CIR147 repeats on chromosomes 4, 5 and 8 were previously identified as part of putative T. brucei centromeric regions based on etoposide-mediated topoisomerase-II cleavage . Since centromeres in the fission yeast Schizosaccharomyces pombe are under the control of the RNAi pathway , we surveyed other predicted centromeric regions in T. brucei for the production of small RNAs. However, none of the putative centromeric regions on chromosomes 1, 2, 3, 6 and 7  showed a significant accumulation of reads as compared to flanking regions (data not shown). Of note is that putative centromeres were not mapped on the largest three chromosomes, i.e. 9, 10 and 11 . The lack of reads at the putative centromeres on chromosomes 2, 3 and 7 was particularly intriguing, since they contain large arrays of tandem repeats of 29, 120 and 59 base pairs, respectively (ref.  and data not shown), suggesting that short tandem repeats per se are not destined to be a source for small RNAs in procyclic T. brucei. To test this hypothesis, we used the program tandem repeats finder , tabulated all repeat arrays on the 11 mega base chromosomes (data not shown) and then manually inspected repeats with a size >10 bp and a copy number >10 for aligned reads. Although many additional tandem repeats were identified, none was found to be a source of small RNAs (data not shown). Thus, it appeared from this analysis that the CIR147 repeats are the only tandem repeats in the T. brucei genome generating siRNAs and that putative centromeric regions not harboring CIR147 repeats are devoid of siRNAs.
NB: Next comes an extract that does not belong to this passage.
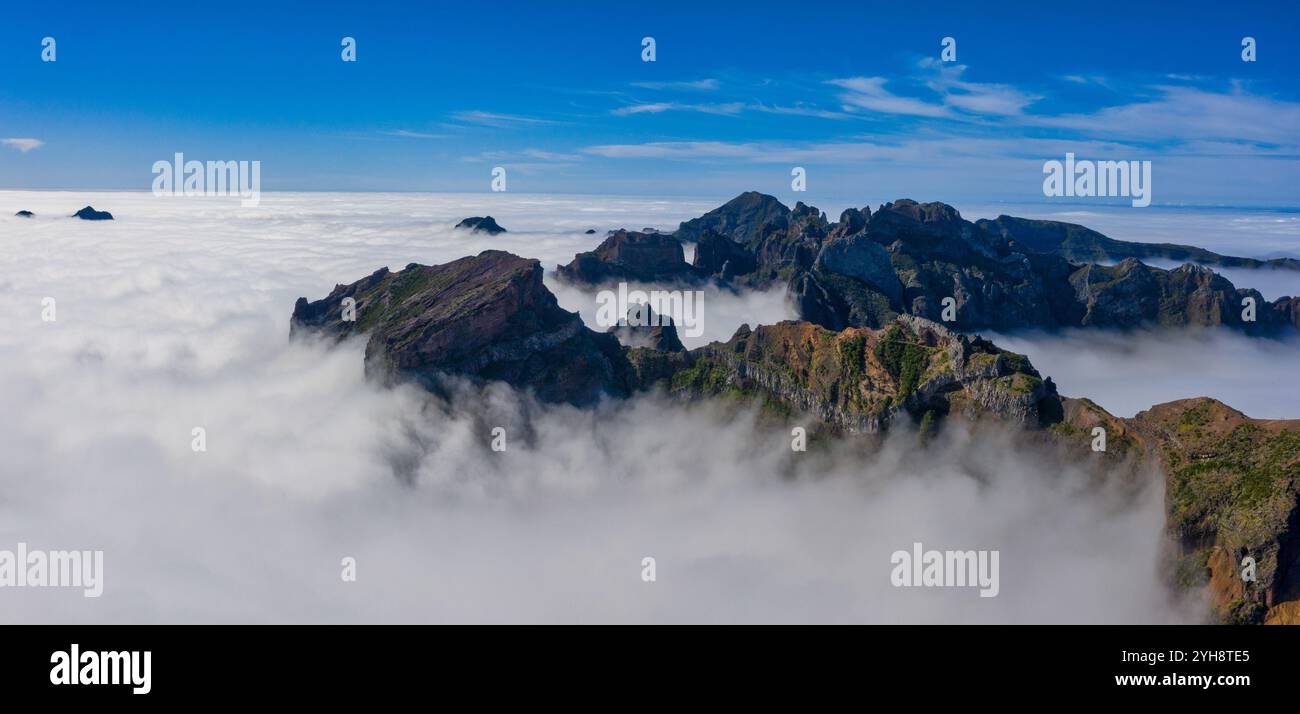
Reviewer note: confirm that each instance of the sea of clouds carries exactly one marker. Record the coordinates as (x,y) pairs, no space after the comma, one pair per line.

Small RNAs at long inverted repeats in T. brucei
Given the wide distribution of RNAi and related phenomena in all branches of the eukaryotic lineage, a case can be made that the RNAi mechanism originated early during eukaryotic evolution and, as an extension, the repertoire of small RNAs generated by the RNAi pathway should have an evolutionary history. To explore this hypothesis, we have been studying the mechanism and biological function of RNAi in the ancient parasitic protozoan T. brucei. This lead to the realization several years ago that the two retroposons in the genome, namely ingi and SLACS, were a source of siRNAs, thus implicating RNAi in maintaining genome integrity . The next observation we made was that a subclass of putative centromeres containing 147-bp tandem repeats were also generating siRNAs . In the current study we aimed to annotate all small RNA-producing loci in insect-form derived trypanosomes by deep-sequencing RNAs associated with the sole Argonaute 1 slicer. In addition, to further our understanding of the specific role of the two Dicers in this organism, we surveyed small RNAs in cells deficient in either the nuclear or cytoplasmic Dicer.
Our results exposed a number of intriguing features and thus raise numerous questions. Firstly, siRNAs originating from SLACS were restricted to the 5’ half of the element (Figure 2B), suggesting a possible avenue for the generation of double-stranded RNA. Our studies on the expression of the SLACS element suggested that transcription initiates at the +1 position of the interrupted spliced leader RNA gene and continues through the 5’ UTR and ORF1 . In addition, preliminary experiments indicated a detectable amount of antisense transcription, although the low level of transcription made it impossible to pinpoint the extent of transcription, let alone the site of transcription initiation . Nevertheless, having a defined landmark from our read alignments, it might be possible in future experiments to delineate the origin of the double-stranded RNA.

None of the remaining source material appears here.